ARKADAŞ OLMAK
Yasin AYDOĞAN
03-02-2007 11:59
ARKADAŞ OLMAK
Arkadaş olmak
Arkaya taş gibi durmak.
Anadolu ağzıyla “daş” gibi sağlam olmak, yaslanılacak, dayanılacak bir istinadgah olmak, olabilmek.
Arkadaş olmak yoldaş, sırdaş, dertdaş, gardaş, kardeş olmayı da içeriyor.
Yaşadığımız hayatta, anlamın yerini lafza, sadece söyleme bıraktığı, kalitenin epeyce düştüğü bu zamanda arkadaş olmak laftan öte geçmiyor doğrusu.

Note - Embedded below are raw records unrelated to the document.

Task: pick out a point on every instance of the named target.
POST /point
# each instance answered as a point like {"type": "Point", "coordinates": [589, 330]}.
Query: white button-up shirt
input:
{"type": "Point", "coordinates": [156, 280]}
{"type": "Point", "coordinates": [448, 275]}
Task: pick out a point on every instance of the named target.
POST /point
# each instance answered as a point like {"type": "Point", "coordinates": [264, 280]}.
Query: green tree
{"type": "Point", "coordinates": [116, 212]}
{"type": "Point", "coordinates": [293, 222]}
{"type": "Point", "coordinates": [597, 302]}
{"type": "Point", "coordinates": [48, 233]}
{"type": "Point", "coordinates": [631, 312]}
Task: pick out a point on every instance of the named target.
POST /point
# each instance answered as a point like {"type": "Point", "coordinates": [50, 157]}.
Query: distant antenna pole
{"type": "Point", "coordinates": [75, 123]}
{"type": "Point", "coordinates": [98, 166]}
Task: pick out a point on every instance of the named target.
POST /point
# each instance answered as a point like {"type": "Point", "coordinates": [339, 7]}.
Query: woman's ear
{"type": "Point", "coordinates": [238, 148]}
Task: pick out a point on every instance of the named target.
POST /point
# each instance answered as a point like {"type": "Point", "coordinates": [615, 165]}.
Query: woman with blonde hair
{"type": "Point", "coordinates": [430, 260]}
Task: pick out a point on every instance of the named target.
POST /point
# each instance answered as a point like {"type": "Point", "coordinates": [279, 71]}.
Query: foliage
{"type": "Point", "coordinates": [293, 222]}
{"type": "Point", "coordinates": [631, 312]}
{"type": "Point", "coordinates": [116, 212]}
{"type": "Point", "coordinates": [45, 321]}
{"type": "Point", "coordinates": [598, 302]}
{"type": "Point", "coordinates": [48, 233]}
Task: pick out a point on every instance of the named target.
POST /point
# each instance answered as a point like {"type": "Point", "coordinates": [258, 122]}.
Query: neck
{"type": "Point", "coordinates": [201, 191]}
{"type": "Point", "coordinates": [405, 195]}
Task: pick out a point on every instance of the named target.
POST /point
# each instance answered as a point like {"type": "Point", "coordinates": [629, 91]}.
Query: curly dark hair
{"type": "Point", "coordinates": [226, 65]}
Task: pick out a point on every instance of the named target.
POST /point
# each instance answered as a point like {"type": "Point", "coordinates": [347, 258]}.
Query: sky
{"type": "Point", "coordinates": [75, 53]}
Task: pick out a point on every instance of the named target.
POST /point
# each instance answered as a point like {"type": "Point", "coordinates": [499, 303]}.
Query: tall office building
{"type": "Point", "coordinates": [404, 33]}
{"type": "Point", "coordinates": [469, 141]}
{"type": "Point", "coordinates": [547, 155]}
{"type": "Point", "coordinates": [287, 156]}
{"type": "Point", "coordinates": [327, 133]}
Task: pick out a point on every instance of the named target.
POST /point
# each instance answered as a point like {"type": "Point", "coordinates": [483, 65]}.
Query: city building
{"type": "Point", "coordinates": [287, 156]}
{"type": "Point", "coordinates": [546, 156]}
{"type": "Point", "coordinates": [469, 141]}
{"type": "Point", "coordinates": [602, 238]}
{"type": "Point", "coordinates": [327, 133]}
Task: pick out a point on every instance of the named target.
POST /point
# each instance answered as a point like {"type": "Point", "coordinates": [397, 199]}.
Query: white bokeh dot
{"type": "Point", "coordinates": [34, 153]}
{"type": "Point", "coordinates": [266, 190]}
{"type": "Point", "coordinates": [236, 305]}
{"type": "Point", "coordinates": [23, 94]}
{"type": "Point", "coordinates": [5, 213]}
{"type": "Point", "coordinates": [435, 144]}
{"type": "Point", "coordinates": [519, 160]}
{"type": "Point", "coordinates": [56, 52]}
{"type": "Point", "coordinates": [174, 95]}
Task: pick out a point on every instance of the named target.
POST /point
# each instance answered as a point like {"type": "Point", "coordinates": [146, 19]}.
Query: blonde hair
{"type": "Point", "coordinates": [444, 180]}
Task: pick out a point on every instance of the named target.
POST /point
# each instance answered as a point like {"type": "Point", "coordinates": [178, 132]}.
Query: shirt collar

Arkadaş olmak yukarıda zikrettiğimiz köklü beraberlikleri ihata etmiyor, edemiyor. Çoğu zaman geçici, muvakkat, makyavelist beraberliklere dahi isim olarak konulabiliyor.
Birbirimizi arkadaş olarak görüyor kabul ediyoruz ama bu bir türlü yoldaşlığa, sırdaşlığa, gardaşlığa dönüşmüyor. Doğrusu arkadaşlığı, nasıl arkadaş olunacağını, olmamız gerektiğini de kutlu Öğretmenimiz Efendimizden (a.s) öğrenmeliyiz.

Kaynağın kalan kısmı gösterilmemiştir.